REFLEXES

Reading: In your textbook, read the "SPINAL CORD" section (p. 172-180) and pages 286-288.

Objectives
1. Be able to explain the parts (and the functions) of a reflex arc.

2. Understand Reflex vs. Reaction.

3. Know clinical significance of reflexes.

4. Become familiar enough with the Reflex Lab computer program (how we measure reflexes in this lab) that you are able to acquire and interpret the reflex data.

5. Be familiar with the concept of a transducer.

Background

A reflex is a response to a perturbing stimulus that acts to return the body to homeostasis. This may be subconscious as in the regulation of blood sugar by the pancreatic hormones, may be somewhat noticeable as in shivering in response to a drop in body temperature; or may be quite obvious as in stepping on a nail and immediately withdrawing your foot.

A reflex arc refers to the neural pathway that a nerve impulse follows. The reflex arc typically consists of five components (3):

1. The receptor at the end of a sensory neuron reacts to a stimulus.

2. The sensory (afferent) neuron conducts nerve impulses along an afferent pathway towards the central nervous system (CNS).

3. The integration center consists of one or more synapses in the CNS.

4. A motor (efferent) neuron conducts a nerve impulse along an efferent pathway from the integration center to an effector.

5. An effector responds to the efferent impulses by contracting (if the effector is a muscle fiber) or secreting a product (if the effector is a gland).
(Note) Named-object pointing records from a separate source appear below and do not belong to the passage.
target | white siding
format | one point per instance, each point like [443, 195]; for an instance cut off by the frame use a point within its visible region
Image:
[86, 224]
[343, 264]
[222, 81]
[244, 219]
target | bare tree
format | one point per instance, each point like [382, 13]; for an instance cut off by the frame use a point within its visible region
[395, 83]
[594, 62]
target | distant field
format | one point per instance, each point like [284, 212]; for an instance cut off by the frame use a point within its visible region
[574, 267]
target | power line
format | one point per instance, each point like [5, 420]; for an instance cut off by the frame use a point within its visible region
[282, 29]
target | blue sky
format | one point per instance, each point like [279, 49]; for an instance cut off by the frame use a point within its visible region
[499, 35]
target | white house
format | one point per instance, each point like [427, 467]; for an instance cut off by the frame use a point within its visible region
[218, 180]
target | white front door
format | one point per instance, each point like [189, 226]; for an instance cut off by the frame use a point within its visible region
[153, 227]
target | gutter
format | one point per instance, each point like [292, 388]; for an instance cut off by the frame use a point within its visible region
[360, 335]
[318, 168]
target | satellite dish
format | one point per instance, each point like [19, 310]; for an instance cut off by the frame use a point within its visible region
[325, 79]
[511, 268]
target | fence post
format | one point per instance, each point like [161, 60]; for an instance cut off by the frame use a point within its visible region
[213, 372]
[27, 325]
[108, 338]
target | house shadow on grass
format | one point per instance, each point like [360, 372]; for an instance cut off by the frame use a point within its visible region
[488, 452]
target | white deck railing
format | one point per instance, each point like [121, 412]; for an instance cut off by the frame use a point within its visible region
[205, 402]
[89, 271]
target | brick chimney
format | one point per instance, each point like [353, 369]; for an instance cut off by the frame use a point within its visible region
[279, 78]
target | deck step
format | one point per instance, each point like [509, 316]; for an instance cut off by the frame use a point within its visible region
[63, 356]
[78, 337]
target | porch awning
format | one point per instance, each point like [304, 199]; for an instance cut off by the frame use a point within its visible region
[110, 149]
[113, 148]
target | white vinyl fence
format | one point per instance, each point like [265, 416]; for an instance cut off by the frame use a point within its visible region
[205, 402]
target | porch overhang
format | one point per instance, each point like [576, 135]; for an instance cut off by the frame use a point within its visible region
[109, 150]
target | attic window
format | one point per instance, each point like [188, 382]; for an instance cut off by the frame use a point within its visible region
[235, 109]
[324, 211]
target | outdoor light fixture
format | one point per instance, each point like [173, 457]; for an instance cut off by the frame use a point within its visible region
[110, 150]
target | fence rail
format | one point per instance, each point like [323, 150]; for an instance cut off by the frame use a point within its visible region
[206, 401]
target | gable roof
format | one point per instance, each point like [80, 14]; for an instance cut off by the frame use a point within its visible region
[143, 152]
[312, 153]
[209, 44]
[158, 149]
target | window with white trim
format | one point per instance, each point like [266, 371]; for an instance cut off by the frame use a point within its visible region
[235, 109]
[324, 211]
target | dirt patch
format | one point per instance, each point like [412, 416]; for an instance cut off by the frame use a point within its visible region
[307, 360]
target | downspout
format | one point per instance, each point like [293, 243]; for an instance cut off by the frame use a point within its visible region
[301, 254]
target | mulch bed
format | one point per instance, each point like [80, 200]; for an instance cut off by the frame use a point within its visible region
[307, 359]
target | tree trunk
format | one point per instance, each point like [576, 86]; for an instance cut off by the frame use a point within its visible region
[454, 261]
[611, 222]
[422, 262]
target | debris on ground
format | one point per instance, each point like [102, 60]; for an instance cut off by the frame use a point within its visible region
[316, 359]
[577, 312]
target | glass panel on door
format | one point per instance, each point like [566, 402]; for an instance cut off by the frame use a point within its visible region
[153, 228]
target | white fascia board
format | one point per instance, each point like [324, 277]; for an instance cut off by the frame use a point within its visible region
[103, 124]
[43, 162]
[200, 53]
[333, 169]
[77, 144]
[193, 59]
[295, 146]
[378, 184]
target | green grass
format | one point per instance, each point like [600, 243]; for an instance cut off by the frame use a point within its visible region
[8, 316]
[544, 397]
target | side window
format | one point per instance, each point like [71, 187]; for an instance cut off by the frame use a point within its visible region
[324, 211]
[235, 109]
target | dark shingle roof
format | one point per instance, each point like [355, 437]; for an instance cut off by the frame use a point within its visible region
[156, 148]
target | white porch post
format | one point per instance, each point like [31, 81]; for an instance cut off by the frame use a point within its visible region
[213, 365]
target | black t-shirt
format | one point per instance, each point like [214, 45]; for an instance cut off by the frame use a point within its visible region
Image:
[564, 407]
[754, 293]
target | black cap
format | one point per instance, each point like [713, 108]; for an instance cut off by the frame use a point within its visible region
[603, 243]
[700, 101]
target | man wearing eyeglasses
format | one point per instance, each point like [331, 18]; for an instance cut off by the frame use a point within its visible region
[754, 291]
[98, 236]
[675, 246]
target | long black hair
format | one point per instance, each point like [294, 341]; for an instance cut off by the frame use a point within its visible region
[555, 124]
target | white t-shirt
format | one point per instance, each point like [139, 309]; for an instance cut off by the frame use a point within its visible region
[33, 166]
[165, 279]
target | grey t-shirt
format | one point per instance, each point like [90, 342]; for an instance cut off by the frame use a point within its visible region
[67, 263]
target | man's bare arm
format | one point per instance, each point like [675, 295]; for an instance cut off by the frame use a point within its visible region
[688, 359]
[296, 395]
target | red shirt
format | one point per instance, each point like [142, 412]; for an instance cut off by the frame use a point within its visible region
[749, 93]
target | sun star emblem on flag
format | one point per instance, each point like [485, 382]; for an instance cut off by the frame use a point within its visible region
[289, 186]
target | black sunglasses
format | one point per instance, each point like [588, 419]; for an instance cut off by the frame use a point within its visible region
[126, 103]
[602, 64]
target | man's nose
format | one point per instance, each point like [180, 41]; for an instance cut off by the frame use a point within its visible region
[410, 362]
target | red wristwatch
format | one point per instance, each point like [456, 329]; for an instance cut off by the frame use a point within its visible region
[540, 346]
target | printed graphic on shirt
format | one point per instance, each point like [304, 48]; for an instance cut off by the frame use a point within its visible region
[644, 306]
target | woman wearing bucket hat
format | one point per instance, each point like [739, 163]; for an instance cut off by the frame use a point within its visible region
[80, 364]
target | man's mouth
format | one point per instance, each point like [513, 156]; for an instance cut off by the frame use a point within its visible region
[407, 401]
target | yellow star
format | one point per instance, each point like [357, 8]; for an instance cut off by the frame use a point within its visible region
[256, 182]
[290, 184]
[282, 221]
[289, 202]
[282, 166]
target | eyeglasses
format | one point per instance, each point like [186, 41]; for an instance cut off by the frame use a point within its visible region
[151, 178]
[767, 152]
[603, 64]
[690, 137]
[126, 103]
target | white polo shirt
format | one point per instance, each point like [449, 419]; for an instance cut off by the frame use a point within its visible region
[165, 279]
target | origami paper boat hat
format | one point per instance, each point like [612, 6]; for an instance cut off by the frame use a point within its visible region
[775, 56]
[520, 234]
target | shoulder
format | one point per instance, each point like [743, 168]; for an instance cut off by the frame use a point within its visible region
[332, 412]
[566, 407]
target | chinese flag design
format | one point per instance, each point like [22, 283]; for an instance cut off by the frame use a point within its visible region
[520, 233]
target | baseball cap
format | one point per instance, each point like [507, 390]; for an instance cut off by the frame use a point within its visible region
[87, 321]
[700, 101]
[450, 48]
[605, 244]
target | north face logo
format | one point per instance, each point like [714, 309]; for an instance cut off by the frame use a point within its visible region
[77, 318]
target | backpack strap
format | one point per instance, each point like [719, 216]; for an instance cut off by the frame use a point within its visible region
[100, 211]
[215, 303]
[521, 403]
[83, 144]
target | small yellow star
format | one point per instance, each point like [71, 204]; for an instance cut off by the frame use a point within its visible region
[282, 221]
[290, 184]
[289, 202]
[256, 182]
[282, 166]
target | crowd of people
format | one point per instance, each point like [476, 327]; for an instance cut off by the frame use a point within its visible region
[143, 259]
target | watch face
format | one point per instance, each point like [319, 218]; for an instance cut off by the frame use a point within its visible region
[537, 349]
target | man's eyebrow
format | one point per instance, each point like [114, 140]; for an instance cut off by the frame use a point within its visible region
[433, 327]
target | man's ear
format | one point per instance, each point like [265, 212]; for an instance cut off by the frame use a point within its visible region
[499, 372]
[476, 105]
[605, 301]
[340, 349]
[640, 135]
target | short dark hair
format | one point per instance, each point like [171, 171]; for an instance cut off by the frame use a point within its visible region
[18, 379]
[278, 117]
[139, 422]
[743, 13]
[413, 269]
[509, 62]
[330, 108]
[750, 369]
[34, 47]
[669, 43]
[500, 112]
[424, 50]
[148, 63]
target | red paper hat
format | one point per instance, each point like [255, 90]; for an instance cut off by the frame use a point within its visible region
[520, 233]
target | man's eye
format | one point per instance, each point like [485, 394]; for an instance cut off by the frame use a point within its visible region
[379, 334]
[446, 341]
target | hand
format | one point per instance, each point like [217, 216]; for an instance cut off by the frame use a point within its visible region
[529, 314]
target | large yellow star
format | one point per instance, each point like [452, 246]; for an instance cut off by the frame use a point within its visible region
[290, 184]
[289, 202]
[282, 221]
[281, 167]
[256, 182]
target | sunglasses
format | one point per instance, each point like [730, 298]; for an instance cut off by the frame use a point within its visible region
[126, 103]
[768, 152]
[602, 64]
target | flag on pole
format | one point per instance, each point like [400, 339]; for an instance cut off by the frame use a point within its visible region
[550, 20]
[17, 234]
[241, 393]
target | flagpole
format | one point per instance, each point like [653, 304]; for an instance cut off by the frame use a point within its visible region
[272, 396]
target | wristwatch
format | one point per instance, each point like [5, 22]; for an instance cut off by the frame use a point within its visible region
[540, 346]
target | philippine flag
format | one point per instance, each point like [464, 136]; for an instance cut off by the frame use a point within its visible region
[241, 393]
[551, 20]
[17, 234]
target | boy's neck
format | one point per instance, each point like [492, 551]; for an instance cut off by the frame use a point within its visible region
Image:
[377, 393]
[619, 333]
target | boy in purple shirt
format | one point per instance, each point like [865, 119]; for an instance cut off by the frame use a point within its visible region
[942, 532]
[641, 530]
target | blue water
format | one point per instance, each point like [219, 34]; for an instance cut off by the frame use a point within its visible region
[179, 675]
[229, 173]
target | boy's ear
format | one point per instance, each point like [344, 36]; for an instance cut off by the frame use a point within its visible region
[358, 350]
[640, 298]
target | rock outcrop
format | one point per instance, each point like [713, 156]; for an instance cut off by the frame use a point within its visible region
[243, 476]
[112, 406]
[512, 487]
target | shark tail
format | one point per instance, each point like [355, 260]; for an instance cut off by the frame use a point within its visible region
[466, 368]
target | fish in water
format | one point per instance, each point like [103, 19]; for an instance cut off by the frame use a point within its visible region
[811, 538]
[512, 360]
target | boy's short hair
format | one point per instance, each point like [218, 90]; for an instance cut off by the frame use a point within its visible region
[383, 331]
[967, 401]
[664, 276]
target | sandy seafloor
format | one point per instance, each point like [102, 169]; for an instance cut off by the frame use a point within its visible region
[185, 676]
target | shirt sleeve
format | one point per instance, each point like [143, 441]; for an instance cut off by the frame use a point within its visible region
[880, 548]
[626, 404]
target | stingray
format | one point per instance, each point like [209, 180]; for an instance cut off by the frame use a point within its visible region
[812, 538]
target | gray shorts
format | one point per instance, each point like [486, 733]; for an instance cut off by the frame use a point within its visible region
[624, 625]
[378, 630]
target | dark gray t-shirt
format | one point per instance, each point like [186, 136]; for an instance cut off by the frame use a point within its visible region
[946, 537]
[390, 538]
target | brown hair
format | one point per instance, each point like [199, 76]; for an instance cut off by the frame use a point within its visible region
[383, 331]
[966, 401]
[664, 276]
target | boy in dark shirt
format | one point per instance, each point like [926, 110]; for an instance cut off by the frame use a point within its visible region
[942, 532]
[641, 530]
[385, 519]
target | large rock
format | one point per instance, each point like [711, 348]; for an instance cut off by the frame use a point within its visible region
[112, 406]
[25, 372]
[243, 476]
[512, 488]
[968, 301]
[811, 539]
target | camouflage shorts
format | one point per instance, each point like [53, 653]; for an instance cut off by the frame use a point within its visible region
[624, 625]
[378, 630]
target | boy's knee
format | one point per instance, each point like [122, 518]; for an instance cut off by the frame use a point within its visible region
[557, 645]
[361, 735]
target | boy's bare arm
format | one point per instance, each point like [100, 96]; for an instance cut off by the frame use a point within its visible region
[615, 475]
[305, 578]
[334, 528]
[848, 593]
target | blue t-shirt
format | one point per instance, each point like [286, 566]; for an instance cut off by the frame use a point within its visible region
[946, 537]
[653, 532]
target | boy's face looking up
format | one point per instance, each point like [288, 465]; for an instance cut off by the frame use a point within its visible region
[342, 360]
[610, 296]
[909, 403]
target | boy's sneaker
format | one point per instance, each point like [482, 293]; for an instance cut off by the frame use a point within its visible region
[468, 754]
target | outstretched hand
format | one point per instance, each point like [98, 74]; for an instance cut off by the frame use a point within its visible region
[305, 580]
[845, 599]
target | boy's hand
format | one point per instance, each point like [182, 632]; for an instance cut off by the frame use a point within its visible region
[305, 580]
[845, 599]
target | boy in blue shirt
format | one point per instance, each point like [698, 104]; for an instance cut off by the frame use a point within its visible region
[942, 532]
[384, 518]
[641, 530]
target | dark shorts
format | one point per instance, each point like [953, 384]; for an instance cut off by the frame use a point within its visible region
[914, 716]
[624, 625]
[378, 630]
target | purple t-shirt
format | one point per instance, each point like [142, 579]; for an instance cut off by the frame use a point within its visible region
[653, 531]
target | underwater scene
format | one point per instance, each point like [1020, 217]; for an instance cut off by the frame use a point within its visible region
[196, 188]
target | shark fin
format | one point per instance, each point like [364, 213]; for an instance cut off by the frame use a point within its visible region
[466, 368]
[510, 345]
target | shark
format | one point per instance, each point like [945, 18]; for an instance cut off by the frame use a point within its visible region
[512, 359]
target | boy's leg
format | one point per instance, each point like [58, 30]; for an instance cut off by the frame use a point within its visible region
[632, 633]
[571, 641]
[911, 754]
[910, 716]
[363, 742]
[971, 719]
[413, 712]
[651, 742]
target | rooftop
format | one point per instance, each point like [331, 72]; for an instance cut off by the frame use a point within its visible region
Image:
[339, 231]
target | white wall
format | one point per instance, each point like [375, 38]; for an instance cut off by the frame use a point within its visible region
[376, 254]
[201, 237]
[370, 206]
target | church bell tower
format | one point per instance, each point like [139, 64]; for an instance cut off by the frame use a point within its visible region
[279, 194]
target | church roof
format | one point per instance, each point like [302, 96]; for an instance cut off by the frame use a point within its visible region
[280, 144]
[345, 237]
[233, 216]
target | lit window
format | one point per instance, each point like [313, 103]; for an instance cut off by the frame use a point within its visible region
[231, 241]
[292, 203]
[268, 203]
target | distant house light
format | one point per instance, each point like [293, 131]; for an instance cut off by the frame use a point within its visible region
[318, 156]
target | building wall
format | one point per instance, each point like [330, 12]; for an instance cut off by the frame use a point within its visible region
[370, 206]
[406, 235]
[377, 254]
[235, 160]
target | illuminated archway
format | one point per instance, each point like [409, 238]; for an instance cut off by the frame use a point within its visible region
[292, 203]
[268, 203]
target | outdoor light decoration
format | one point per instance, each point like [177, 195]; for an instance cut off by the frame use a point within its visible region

Reflexes require a minimum of two neurons, an sensory neuron (input) and a motor neuron (output) (see Figure 1) The sensory neuron (such as a pain receptor in the skin) detects the stimuli and sends a signal towards the CNS. This sensory neuron synapses with a motor neuron which innervates the effector tissue (such as skeletal muscle to pull away from the painful stimuli). This type of reflex is the "withdrawal" reflex and is monosynaptic, meaning only one synapse has to be crossed between the sensory neuron and the motor neuron. It is the simplest reflex arc and the integration center is the synapse itself. Polysynaptic reflexes are more complex and more common. They involve interneurons which are found in the CNS. More complex reflexes may have their integration center in the spinal cord, in the brainstem, or in the cerebrum where conscious thoughts are initiated.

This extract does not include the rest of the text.